HomeCollege of Arts and SciencesFrom the Yale Center for British Arts to Southern

From the Yale Center for British Arts to Southern

Onyinye Okeke is passionate about art. So, in 2021, when her adviser at Achievement First Amistad High School learned of a new program for young adults interested in photography, he urged her to apply. “He knew I liked taking photos with my phone,” Okeke recalls. The four-month-long program was being launched by the Yale Center for British Arts and the Lens Media Lab at the Institute for the Preservation of Cultural Heritage at Yale University. “I was immediately interested,” she says. “Then I heard ‘Yale’ and was intimidated.”

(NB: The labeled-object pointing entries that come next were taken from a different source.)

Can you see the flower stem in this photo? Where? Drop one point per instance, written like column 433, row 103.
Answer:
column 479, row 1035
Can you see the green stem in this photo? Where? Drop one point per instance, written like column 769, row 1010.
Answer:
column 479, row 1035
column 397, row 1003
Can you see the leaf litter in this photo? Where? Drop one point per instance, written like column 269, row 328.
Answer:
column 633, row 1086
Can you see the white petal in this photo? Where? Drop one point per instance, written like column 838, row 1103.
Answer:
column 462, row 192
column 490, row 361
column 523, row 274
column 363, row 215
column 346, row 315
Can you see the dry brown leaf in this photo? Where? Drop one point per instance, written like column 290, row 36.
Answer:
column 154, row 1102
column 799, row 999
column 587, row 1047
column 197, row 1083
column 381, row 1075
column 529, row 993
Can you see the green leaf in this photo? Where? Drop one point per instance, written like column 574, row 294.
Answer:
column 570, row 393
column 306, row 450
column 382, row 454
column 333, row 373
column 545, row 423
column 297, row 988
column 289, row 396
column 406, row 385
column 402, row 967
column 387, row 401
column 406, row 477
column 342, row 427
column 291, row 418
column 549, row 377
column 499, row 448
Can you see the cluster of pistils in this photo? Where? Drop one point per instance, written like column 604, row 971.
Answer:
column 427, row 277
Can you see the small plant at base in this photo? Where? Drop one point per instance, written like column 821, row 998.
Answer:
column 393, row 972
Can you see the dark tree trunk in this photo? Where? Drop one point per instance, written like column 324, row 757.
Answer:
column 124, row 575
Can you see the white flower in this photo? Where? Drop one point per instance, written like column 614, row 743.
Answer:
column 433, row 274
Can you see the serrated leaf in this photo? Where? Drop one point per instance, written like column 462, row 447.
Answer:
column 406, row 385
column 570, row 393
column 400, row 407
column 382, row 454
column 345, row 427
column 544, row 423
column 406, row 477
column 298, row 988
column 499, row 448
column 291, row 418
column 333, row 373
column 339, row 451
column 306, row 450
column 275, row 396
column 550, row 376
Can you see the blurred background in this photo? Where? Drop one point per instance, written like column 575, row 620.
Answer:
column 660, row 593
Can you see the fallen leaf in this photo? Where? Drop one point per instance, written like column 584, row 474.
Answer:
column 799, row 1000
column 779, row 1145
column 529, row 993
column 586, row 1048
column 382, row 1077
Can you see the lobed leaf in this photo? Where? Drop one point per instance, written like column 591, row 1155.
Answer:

But her adviser was insistent, so Okeke completed the application — and ultimately was one of only 12 young adults from greater New Haven selected. She describes the program, conducted online in step with COVID-19 protocols, with a wealth of superlatives: informative, supportive, life-changing. “The best moments of my life were happening during the worst of times with COVID and so many other things that were going on. It was difficult to find joy in anything,” she says. “Knowing I had a photo assignment to complete or an online meeting was my light, a beacon of joy.”

The program culminated in an exhibit — The View from Here. Participants’ photographs were showcased online and projected nightly on the exterior walls of the Center for British Art.

“I felt proud and, also, somewhat astonished. People from around the world come to visit the museum. And my work is up there on the wall? It was surreal,” says Okeke, the first American-born child of Nigerian immigrants who came to the U.S. with three children.

At Southern, Okeke is majoring in healthcare studies. But in her freshman year, she began exploring the arts as well. Two friends, both communication majors, invited her to a video shoot on campus. She also toured the university’s photography department with Jeremy Chandler, associate professor of art, who’d seen her work in a newspaper article about the exhibit. Impressed, he encouraged her to take some art courses, which she plans to do.

“The big fear — the whole ‘you’re not good enough’ — has been on my shoulders for so long, haunting me,” she says. “But now that I’m seeing these opportunities, it’s kind of a sign telling me to go ahead. See what happens.”